First women's Twenty20 international, Adelaide:
England 144-6 (18.2 ovs) bt Australia 140-5 (20 ovs) by four wickets
Lydia Greenway plays a reverse sweep during her match-winning innings
Lydia Greenway hit an unbeaten 39 off 27 balls to steer England's women to a four-wicket win over Australia in the first of five Twenty20 internationals.
The 25-year-old left-hander from Kent saw the tourists home on 144-6 at the Adelaide Oval with 10 balls to spare.
Australia totalled 140-5, thanks mainly to captain Alex Blackwell (35) and Lisa Sthalekar (38 off 29 deliveries).
But England began their reply with a flurry of boundaries and Greenway hit a six and four fours to guide them home.
"All the girls that came in knew what they had to do. We kept our cool and when the run rate went up and it paid off.
"I'm really happy with my performance and to start the series with a win. We'll be looking to take this momentum with us to the MCG on Friday," said Greenway.
She made an early mark on the game by taking a catch at deep mid-wicket to dismiss Shelley Nitschke off spinner Holly Colvin for 17 at the start of the seventh over of Australia's innings, Meg Lanning having already been bowled for 10 by Laura Marsh.
Colvin then took a leaping return catch to send Leah Poulton, who had been dropped by captain Charlotte Edwards at mid-wicket off Marsh, on her way for 26 but
the World Twenty20 champions
accelerated from 63-3 at the half-way point of their innings, thanks to the efforts of Blackwell and Sthalekar.
Greenway showed her fielding prowess with the catch to remove Nitschke
They were finally separated when Danielle Wyatt ran out home skipper Blackwell and the Stoke teenager then had Sthalekar after being entrusted with the final over of the innings.
England needed a good start with the bat and were given exactly that by Edwards and Marsh, who hit three fours each to set the tone for the run-chase.
Edwards was caught trying to reverse sweep Nitschke's left-arm spin after making 16 off nine balls and Marsh followed in the eighth over for a run-a-ball 23.
But Wyatt (16) and Susie Rowe (20 off 20) kept the scoreboard ticking over at a healthy rate and although England lost two wickets in the 17th over when Heather Knight and Fran Wilson fell to medium-pacer Sarah Coyte, the latter bowled first ball, Greenway kept her nerve to finish the job.

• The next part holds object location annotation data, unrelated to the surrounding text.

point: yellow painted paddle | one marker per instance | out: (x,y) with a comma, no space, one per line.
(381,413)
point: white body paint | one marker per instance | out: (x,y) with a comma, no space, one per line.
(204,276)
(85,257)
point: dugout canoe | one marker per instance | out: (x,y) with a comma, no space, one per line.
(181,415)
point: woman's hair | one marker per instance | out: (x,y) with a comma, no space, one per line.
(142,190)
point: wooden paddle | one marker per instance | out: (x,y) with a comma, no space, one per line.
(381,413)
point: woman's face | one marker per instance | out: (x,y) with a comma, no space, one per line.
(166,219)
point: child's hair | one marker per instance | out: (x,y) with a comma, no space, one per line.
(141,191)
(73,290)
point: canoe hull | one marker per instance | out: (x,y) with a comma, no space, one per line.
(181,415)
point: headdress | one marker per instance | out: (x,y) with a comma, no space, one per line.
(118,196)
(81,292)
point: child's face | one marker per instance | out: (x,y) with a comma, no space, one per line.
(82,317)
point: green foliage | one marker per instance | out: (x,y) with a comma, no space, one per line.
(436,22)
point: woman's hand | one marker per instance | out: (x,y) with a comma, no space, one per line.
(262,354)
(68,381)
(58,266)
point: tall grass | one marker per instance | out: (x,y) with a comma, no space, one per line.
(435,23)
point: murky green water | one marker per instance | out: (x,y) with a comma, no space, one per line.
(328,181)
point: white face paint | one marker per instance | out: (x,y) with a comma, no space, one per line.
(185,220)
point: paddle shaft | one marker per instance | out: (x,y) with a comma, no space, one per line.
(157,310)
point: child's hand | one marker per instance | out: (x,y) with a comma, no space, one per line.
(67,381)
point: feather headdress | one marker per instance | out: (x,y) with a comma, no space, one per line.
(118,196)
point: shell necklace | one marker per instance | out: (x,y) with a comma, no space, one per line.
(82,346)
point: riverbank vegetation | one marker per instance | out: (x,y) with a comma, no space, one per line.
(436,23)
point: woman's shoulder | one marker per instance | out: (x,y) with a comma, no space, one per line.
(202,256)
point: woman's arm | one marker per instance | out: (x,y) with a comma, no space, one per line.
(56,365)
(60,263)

"England cashed in on some bad bowling and batted really well and in the end 140 wasn't quite enough," Sthalekar commented.
"We didn't quite have the rights plans for some batters...so we'll learn from that."
She added: "I think T20 for the women's games will start to flow on like the men's and it's going to be harder to keep teams down to around six runs an over."